In alignment with his environmental health interests, Kenne is also building his research experience around global food safety and security. Since his days at Kansas State, he has remained involved in Frontier, an organization that works with the National Center for Food Protection and Defense and has provided Kenne with substantial first-hand experience related to the complex networks involved in keeping our food safe as well as the global processes that transfer food from the farm to our plates. “My current research is on aflatoxin, a mycotoxin that contaminates corn and many nuts and is the most carcinogenic natural product in the world and a significant cause of liver cancer,” Kenne says. “My interest in food safety/security helps me build on that while keeping the purpose of my current research on public health rather than strictly bench science.”
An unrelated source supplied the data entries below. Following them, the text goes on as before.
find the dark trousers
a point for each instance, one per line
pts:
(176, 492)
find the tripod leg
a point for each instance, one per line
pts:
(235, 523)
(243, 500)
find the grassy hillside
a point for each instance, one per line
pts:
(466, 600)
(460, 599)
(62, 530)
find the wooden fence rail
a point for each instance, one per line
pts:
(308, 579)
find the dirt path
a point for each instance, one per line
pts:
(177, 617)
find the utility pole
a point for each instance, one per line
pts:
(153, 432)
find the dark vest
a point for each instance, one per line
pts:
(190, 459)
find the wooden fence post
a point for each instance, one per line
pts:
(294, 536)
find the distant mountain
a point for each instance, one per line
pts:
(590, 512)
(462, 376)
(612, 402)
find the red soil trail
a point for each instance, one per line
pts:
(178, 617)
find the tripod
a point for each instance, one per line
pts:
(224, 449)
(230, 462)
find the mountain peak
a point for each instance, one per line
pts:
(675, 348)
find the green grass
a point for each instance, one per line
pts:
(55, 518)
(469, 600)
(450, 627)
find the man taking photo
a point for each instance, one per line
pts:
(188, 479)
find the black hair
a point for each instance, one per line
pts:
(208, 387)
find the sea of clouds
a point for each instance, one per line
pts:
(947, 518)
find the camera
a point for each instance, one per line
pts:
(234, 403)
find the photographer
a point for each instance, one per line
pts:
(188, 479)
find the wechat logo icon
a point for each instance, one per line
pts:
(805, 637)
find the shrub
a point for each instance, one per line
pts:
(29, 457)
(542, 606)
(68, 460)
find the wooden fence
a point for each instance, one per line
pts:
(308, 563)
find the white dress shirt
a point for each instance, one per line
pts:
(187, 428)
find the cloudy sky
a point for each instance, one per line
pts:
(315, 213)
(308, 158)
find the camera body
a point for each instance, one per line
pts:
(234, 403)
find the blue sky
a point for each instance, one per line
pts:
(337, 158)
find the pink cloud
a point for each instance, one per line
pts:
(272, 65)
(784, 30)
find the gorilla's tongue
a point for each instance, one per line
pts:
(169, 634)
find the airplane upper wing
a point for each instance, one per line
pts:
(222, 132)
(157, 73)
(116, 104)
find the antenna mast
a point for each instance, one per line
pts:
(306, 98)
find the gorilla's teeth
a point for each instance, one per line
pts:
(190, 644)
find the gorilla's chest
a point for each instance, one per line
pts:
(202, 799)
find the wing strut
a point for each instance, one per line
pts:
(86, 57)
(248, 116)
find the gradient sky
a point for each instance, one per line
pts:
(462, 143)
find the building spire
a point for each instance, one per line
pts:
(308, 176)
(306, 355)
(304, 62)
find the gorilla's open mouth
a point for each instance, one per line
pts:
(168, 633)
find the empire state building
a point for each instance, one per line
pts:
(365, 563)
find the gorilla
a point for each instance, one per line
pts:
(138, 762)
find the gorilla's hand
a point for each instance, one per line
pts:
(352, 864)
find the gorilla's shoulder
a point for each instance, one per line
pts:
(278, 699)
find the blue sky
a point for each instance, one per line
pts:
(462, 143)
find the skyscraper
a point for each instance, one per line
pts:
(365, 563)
With plans to graduate in May of 2016, Kenne envisions a career conducting research that can continue to combine food safety and security with environmental health, possibly with an organization like the U.S. Department of Agriculture. In the meantime, he is pleased with his ability and the Arnold School’s support to integrate his varied interests thus far. “Regardless of your area of focus, public health is very interdisciplinary, so take advantage of the vast resources from the many departments within the Arnold School,” Kenne advises current and prospective students. “It will give you different perspectives and likely open more opportunities and directions while improving your work and research.”